Organizations need to think about their breach population and rebuild trust with them. That means sending clear, honest breach notification letters or emails; providing well-rounded credit monitoring or identity theft protection; and keeping an open line of communication. In fact, a recent study finds that most respondents believe organizations should provide protection following a data breach; 63 percent of those polled said breach populations should receive identity theft protection, while 58 percent said they should receive credit monitoring services.
Befriend regulators: In the absence of federal legislation, state regulators and law enforcement are devoting more time toward helping organizations prevent incidents and protect consumers. It’s in your best interest to develop relationships with regulators before you suffer a breach. If you’ve already experienced one, however, contact regulators as soon as possible. Organizations that are more proactive with regulators could have a faster and smoother response – regulators do not appreciate being left out.

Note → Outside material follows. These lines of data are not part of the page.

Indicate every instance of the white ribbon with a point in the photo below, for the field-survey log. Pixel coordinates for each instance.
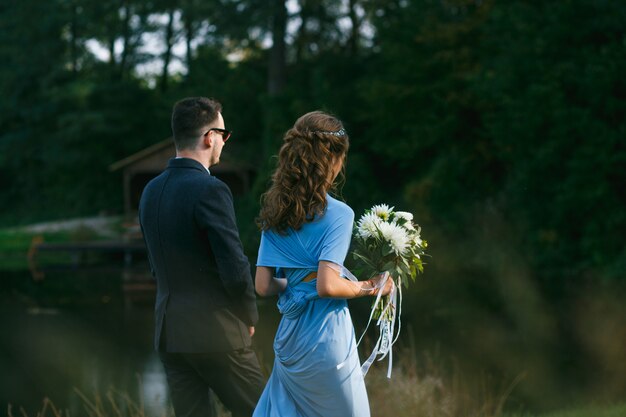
(386, 327)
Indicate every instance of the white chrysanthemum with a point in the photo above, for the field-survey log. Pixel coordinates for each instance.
(404, 215)
(367, 225)
(396, 236)
(383, 211)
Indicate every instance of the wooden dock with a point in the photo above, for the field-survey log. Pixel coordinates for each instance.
(78, 251)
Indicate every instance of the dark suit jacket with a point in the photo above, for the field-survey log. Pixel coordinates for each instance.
(205, 294)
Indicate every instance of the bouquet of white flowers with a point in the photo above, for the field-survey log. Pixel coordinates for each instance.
(388, 241)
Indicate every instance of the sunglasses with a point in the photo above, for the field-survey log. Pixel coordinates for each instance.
(225, 133)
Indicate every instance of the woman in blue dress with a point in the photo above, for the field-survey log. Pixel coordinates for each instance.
(305, 238)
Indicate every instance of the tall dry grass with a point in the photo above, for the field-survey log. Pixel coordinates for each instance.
(424, 390)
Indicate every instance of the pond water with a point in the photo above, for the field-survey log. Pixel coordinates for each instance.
(89, 331)
(86, 331)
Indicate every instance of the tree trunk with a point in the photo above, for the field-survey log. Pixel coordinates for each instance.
(189, 33)
(167, 55)
(302, 37)
(354, 32)
(126, 33)
(74, 38)
(277, 64)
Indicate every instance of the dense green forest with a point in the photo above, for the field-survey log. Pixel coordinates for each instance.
(500, 124)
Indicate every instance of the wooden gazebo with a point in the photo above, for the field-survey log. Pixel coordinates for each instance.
(139, 168)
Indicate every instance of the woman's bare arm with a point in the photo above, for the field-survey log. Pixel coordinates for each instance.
(331, 285)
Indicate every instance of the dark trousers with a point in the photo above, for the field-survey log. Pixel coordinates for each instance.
(235, 377)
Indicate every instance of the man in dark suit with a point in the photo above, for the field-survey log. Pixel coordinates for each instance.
(205, 304)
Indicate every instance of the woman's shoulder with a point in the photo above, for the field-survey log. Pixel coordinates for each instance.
(337, 208)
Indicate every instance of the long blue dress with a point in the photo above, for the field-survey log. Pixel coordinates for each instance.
(316, 367)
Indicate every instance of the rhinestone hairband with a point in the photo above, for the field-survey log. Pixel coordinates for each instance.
(340, 132)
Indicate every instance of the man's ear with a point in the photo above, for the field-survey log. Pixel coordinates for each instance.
(208, 140)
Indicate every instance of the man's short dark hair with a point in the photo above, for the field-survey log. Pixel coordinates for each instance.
(189, 117)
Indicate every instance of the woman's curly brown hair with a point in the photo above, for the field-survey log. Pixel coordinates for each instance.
(303, 175)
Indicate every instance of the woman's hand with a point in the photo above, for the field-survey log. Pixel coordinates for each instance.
(385, 289)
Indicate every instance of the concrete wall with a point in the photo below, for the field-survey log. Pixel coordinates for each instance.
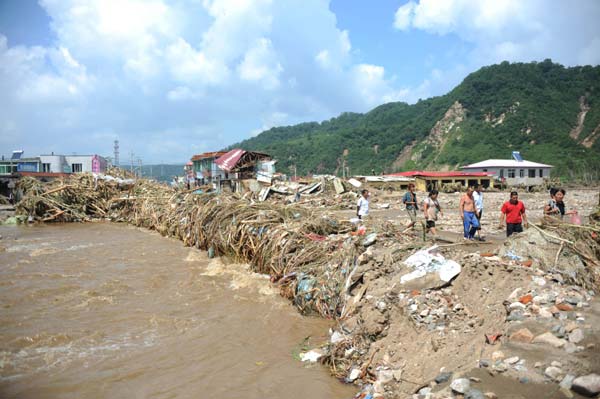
(517, 180)
(57, 163)
(84, 160)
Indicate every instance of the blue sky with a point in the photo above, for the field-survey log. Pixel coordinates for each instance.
(170, 78)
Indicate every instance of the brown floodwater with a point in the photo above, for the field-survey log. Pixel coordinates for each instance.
(110, 311)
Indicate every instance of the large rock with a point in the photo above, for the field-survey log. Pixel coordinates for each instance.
(554, 373)
(549, 339)
(461, 385)
(474, 394)
(588, 385)
(576, 336)
(522, 335)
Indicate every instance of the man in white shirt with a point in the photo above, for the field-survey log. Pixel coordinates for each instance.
(362, 206)
(478, 200)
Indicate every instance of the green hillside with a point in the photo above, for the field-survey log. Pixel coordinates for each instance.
(548, 112)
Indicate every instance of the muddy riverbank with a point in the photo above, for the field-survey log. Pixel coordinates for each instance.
(103, 310)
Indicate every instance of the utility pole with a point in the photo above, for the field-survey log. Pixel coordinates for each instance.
(116, 154)
(139, 168)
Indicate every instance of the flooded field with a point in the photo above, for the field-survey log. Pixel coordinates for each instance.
(101, 310)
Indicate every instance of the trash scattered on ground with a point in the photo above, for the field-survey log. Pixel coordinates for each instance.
(404, 310)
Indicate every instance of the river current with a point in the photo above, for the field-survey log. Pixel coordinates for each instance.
(101, 310)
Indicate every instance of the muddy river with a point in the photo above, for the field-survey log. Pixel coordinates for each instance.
(102, 310)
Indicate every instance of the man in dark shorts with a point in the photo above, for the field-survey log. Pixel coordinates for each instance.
(410, 200)
(514, 213)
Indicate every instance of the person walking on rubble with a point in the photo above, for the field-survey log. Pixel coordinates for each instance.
(467, 214)
(410, 200)
(556, 206)
(478, 198)
(362, 207)
(514, 213)
(431, 209)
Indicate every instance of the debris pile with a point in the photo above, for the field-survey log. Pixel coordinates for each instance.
(410, 320)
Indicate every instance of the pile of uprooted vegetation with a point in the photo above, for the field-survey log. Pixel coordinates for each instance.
(393, 333)
(308, 253)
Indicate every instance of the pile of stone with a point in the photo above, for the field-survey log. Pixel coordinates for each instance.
(438, 310)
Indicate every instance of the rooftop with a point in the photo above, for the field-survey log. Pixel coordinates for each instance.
(506, 163)
(422, 173)
(207, 155)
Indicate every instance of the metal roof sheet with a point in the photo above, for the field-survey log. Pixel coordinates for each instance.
(506, 163)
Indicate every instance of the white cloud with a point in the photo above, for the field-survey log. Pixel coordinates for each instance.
(511, 30)
(272, 120)
(183, 93)
(191, 66)
(260, 64)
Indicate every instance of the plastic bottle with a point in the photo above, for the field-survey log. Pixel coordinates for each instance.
(575, 219)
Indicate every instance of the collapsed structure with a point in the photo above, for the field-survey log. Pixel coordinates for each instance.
(402, 310)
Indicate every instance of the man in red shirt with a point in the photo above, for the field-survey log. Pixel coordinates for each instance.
(514, 212)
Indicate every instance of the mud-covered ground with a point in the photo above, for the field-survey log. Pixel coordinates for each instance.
(397, 339)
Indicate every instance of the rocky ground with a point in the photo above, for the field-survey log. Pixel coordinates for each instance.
(516, 322)
(416, 315)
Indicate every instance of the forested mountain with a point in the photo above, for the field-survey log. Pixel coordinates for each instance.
(548, 112)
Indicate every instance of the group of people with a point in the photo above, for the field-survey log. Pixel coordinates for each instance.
(512, 212)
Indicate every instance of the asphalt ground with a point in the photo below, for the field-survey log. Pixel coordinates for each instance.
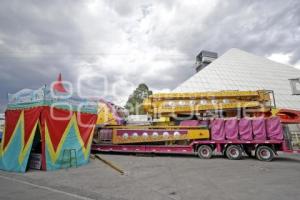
(161, 177)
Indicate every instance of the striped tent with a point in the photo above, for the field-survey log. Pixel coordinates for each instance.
(55, 126)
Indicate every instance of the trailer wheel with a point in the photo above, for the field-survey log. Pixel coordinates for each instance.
(204, 152)
(234, 152)
(264, 153)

Invest in cyber insurance: Nearly all of the organizations Experian assisted last year had cyber insurance. The number of companies purchasing these policies continues to grow. The 2013 Betterley Report estimates that $1.3 billion in annual premiums were collected by U.S. insurance companies in 2013. Cyber insurance is a good investment, as it can help organizations reduce the cost of a breach. Many times, insurers can help the response go smoother by offering access to data breach experts and providing other valuable services. But as with any investment, IT security professionals should shop around for the best deal and it may be wise to use a broker, instead of an agent who only works for one company.